On the specific point, if someone brings up objections to a theory and all you can do is assert that only climate scientists can settle those questions, the only way that isn’t an appeal to authority fallacy is if you don’t use that as an argument against the objections. One part of this fallacy is that you claim that because they are an authority they cannot be wrong, or should be just taken at their word. Again, scepticism itself denies that this is valid, and it isn’t valid. So you can off-load the debate to a higher authority than yourself, but you can’t use that to claim that the objection isn’t valid.
Basically, proper uses of the appeal to authority, it seems to me, are limited to “I am justified in accepting this because these experts who should know accept it, and remain justified until I receive sufficient evidence otherwise”.

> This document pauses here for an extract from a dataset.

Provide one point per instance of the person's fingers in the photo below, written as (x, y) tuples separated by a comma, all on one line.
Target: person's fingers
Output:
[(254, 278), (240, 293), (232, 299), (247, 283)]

On the theological point, if you are examining the concept of god of course you are going to, at some point, start talking about specific conceptions of that god, just as when you’re talking about ethics you’re going to talk about specific ethical systems. But it seems to me that your biggest complaint about theology is that it always turns into apologetics, into nothing more than trying to justify one conception at all costs. I argue that it can, but that this is common in philosophy and science as well, and that not all examinations of theology — even of specific gods — turns into this. Academic theology outside of specific institutions does this. You had people examining Plantinga, for example, who both agreed and disagreed with his Christian theological underpinnings, and I’m sure that people who agreed with his views criticized them and people who disagreed with his views defended them in case. THAT’S how academic philosophy and theology work, and it’s only because we are people that other concerns too often sneak in.
I think this is using a bit of nitpicking to dodge the point. The point was that atheists are trying to convince me that a belief I hold is false, just as AGW deniers and creationists do to you. I, on the other hand, am not trying to do that to atheists. Does that not mean that they have the burden of proof, and not me?